Bochum. . Ein schwerverletztes Mädchen, gefährliches Gedränge und ewiges Warten in der Kälte, Gerüchte über Vorverkaufstickets weit über den zulässigen Besucherzahlen: Die Abi-Partys in Bochum sind in Verruf geraten. „Die Sorgen vieler Eltern sind verständlich“, erklärt die Polizei. Aber: Fehler der Veranstalter seien nicht erkennbar. Es seien vielmehr einige der jungen Gäste, die die Probleme bereiten.

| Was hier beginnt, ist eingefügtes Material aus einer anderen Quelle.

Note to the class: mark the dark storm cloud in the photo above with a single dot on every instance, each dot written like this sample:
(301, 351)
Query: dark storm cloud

Es müssen Szenen der Panik gewesen sein, die sich in der letzten Woche vor der Zeche abspielten. Hunderte Schüler strömten zur „Abi-Zulassungsparty“ in den Weitmarer Szene-Treff. In der Schlange wurde gedrängt, gestoßen. Schüler kamen zu Fall. Ein Mädchen zog sich schwere Wunden am Bein zu und musste ins Krankenhaus.

„Ein absoluter Ausnahmefall“, sagt Polizeisprecher Guido Meng. Auch im Präsidium kenne man die Vorwürfe über mangelnde Sicherheitsvorkehrungen, überfüllte Hallen und riskante Geschäftemacherei beim Kartenvorverkauf. „Aber da ist nichts dran. Es gibt keinerlei Erkenntnisse über Versäumnisse der veranstaltenden Agenturen.“

„Das wäre auch unser Aus“, sagt Max Sollmann („Abistars“), der für die Party in der Zeche verantwortlich war. „Wir haben das größte Interesse, das alles friedlich abläuft. vertrauen ist unsere Geschäftsgrundlage. Dafür tun wir im Vorfeld alles, halten beim Kartenverkauf einen Puffer vor, kooperieren mit dem Jugendamt, stellen eine eigene Security.“ Dass sich in der Warteschlange an der Zeche dennoch ein Mädchen verletzt hat, sei „sehr traurig, aber war von uns kaum zu verhindern“.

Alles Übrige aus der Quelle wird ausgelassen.